Bank lending against commercial property has grown in the first six months of 2019, rising to £23.3 billion.
New loans grew from £21 billion in the first half of 2018, which represents a year-on-year growth of 10.9 per cent.
Research from the Cass Business School UK Commercial Real Estate Lending Report indicates that new lending has increased by four per cent compared to last year, with property transactions to the value of £23 billion taking place.
This represents a total of £1 of new debt for every £1 of property value in a transaction in the first six months of 2019, exceeding the ten-year average, which is £0.74 of new debt per £1 of property value in a transaction.
However, experts believe that a significant portion of the new debt came as a result of restructuring and refinancing, with approximately 40 per cent of new debt being used to finance property purchases.

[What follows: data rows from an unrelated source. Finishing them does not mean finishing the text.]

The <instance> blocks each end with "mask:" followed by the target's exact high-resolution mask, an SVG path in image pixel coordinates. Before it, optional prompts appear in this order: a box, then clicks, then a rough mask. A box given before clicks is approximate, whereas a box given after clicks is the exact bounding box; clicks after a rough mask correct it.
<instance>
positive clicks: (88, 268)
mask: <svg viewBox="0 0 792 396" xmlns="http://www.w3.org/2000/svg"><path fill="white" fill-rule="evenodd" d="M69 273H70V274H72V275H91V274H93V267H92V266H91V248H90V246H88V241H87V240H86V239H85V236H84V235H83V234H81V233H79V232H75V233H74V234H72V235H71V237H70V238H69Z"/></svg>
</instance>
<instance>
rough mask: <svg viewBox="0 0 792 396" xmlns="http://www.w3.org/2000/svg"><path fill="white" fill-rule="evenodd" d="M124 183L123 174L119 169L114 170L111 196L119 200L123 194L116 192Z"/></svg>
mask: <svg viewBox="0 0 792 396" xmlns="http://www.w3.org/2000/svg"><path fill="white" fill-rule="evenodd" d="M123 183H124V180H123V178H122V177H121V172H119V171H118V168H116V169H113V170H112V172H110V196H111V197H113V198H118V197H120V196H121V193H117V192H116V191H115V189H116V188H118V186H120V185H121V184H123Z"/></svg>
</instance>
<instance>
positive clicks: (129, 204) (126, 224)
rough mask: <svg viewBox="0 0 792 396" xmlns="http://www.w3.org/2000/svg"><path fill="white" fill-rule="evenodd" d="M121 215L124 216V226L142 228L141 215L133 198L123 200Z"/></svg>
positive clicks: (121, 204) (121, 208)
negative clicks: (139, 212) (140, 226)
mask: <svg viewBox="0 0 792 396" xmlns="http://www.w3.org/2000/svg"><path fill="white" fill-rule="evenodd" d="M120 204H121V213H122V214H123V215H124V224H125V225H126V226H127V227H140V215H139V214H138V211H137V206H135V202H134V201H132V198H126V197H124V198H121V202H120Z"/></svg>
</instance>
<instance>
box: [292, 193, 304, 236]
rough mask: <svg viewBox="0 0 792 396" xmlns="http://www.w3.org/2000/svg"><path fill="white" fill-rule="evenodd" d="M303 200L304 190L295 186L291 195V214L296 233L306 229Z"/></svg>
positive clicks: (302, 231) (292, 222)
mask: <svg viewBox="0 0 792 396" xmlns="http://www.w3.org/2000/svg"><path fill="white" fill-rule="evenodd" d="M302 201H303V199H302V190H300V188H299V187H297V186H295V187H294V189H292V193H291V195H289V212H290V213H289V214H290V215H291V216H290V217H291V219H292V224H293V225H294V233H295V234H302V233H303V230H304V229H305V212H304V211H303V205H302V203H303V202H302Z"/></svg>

The outstanding development finance figure remained static, while undrawn facilities increased from £22 billion at the end of 2018 to £27 billion in the first half of 2019, indicating that more development finance will be available for drawdown in the second half of the year.
Neil Odom-Haslett, President of the Association of Property Lenders, said: “The first six months of 2019 have been challenging due to a number of reasons, notably, the lack of transactions, the structural changes to the retail sector, the uncertainty that Brexit has bought and many lenders being in ‘risk-off’ mode.
Notwithstanding these headwinds, real estate lenders have had an incredibly busy first half as they refinance their legacy loan books and reposition some of their retail lending.”